The phrase “to be away with the fairies”, which has its origins in Scots Gaelic, means to live in a dream world with your head in the clouds and your feet at a slight remove from the ground. Hanna Tuulikki’s startling and lyrical reimagining of this feeling is Air falbh leis na h-eòin | Away with the Birds, and it is all the more powerful for being grounded in the ecological rather than the fantastical. On show at the Baltic Centre for Contemporary Art, Gateshead, but with an interactive version also online, it is an immersive artwork that explores bird song and its harmonic simulation in Gaelic music. The centrepiece is a glorious, abundant original song cycle composed for ten female vocalists.

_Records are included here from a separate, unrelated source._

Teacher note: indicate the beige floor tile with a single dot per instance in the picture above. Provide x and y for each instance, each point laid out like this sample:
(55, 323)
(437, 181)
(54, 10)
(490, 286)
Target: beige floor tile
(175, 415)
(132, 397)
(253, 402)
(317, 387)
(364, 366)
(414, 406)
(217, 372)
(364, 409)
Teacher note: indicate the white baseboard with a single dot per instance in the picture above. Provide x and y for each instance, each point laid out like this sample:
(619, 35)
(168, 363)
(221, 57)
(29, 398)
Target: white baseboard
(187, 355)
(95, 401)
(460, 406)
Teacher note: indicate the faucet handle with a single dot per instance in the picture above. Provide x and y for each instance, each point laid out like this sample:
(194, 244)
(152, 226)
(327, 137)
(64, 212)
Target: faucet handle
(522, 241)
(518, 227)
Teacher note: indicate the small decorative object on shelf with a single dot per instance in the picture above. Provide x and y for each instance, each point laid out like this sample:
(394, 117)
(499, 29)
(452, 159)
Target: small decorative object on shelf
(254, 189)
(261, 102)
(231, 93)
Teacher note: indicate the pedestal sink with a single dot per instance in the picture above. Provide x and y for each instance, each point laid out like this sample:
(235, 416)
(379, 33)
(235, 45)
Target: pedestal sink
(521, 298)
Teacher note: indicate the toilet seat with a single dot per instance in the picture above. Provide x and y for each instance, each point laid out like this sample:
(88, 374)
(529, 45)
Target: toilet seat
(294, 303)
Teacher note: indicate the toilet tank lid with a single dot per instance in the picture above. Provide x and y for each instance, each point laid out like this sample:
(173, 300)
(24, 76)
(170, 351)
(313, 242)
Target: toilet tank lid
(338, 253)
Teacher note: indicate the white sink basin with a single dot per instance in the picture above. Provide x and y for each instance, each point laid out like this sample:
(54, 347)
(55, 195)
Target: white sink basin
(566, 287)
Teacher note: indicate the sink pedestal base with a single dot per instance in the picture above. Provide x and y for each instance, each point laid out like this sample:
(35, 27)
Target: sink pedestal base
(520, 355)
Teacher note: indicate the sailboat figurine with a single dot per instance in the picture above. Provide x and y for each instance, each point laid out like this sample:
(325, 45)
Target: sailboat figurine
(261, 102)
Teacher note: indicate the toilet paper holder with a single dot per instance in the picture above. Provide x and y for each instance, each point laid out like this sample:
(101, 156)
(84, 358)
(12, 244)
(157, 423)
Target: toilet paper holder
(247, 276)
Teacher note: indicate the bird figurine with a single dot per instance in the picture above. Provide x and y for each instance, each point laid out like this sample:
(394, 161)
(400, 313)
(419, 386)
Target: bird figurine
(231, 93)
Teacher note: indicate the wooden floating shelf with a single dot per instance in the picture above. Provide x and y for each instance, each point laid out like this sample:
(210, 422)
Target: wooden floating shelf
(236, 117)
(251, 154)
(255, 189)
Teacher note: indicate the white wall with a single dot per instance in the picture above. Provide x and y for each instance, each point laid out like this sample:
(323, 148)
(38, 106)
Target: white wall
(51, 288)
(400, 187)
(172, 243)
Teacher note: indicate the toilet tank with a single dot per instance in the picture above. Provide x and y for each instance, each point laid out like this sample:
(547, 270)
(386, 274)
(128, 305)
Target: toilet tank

This 50-minute composition, constructed out of song fragments and Gaelic poetry, unfolds in five movements, each representing a particular place and its environment. The visual score is equally resonant, incorporating a playful aesthetic that seems drawn in part from concrete poetry, and also the loose but exacting stitching of embroidery and letter-writing.
What is perhaps most striking about Tuulikki’s piece is the sense of a multi-channel and directional exchange, moving through laments, enchantment, dances, hunts and more. It is radically local in its attention to the particularities of the Highlands and Islands of Scotland, and it is highly appropriate that the work was first performed on the Island of Canna in 2014. It’s almost as if through her rigorous environmental and cultural research, Tuulikki collaborates with the birds – which given contemporary thought around the post-human, is not such a fantastical idea after all.
Colin Herd
Away with the Birds runs until 24 September. For more information: www.balticmill.com
Credits:
1. Courtesy of Baltic.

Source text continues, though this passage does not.